Na prática, o CIOT passa a funcionar como uma barreira digital contra contratos fechados por preços menores que a tabela. O código também deverá estar ligado ao Manifesto Eletrônico de Documentos Fiscais da operação, permitindo o cruzamento das informações durante a fiscalização.
O texto aprovado estabelece pagamento do frete em até 30 dias úteis. Para o Transportador Autônomo de Cargas, está previsto adiantamento mínimo de 70% do valor contratado. A proposta ainda permite que o autônomo escolha recolher diretamente sua contribuição ao INSS, desde que faça essa opção de maneira formal.
Empresas que pagarem abaixo do piso de forma repetida poderão ter o RNTRC suspenso. A repetição será caracterizada quando houver mais de quatro infrações em seis meses. As multas para reincidentes poderão ficar entre R$ 100 mil e R$ 1 milhão, com possibilidade de aplicação em dobro. Em situações mais graves, o registro poderá ser cancelado por até 24 meses.

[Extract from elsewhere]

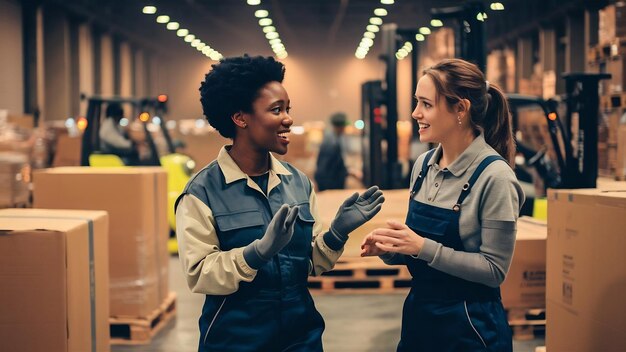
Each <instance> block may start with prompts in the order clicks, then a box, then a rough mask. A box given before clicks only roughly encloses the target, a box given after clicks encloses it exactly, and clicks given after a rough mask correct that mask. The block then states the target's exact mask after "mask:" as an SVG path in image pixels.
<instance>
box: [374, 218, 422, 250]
mask: <svg viewBox="0 0 626 352" xmlns="http://www.w3.org/2000/svg"><path fill="white" fill-rule="evenodd" d="M387 225H389V228H386V229H376V230H374V231H372V233H371V234H370V235H368V237H369V238H370V240H371V241H372V242H375V245H376V247H378V248H380V249H381V250H383V251H385V252H394V253H400V254H406V255H418V254H419V252H420V251H421V250H422V247H423V246H424V237H422V236H420V235H418V234H416V233H415V232H413V230H411V229H410V228H409V227H408V226H406V225H405V224H403V223H401V222H398V221H395V220H389V221H387Z"/></svg>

A forma de calcular a tabela também muda. Combustível, manutenção, pneus, seguros, tributos, salários e tempo gasto na carga e descarga deverão entrar na conta. A atualização continuará semestral, mas uma variação de pelo menos 5% no preço dos combustíveis exigirá novos valores em até três dias úteis.

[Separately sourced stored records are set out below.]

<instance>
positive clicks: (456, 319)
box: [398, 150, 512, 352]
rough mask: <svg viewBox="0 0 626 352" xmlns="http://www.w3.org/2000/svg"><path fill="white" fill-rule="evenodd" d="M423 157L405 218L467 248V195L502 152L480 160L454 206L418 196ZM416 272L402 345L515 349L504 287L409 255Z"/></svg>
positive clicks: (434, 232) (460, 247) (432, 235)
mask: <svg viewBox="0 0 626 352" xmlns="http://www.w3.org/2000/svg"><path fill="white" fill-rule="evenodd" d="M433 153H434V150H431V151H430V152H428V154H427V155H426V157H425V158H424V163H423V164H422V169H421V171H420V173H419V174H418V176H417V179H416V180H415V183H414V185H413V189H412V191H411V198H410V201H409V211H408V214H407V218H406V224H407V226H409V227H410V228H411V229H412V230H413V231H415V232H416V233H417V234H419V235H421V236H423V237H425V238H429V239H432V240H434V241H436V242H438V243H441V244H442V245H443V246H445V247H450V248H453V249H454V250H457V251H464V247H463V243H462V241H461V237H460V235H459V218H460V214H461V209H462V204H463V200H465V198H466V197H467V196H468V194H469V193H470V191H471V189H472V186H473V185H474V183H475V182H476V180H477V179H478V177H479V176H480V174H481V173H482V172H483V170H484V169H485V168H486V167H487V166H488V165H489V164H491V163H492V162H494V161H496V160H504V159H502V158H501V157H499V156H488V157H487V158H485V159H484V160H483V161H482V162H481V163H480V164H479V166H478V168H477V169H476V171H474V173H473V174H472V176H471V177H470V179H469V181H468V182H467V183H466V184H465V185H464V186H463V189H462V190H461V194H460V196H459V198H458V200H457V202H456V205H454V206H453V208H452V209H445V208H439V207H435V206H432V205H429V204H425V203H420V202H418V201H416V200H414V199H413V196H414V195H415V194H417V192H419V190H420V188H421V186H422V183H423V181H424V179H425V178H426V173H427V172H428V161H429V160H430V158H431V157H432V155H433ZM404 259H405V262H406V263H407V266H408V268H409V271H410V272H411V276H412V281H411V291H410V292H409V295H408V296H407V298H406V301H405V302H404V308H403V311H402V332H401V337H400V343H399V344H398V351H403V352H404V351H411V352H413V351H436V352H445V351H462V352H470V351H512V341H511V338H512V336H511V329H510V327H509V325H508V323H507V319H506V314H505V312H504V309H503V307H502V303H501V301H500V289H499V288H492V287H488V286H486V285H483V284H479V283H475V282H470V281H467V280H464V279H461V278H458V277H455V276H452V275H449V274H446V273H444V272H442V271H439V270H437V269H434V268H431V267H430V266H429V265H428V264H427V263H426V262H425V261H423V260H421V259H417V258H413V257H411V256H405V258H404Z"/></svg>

O projeto também transforma em advertência determinadas multas administrativas por pagamento abaixo do piso aplicadas antes da publicação da futura lei. A conversão alcança processos ainda em andamento e valores não quitados, mas não vale para fraude, documento falso ou omissão deliberada. Multas já pagas não serão devolvidas, e o caminhoneiro mantém o direito de cobrar diferenças de frete.
O projeto prevê prazo mínimo de 60 dias para adaptação após a regulamentação, que deverá ser publicada em até 180 dias. Registros, sistemas e autorizações atuais continuam válidos durante essa transição.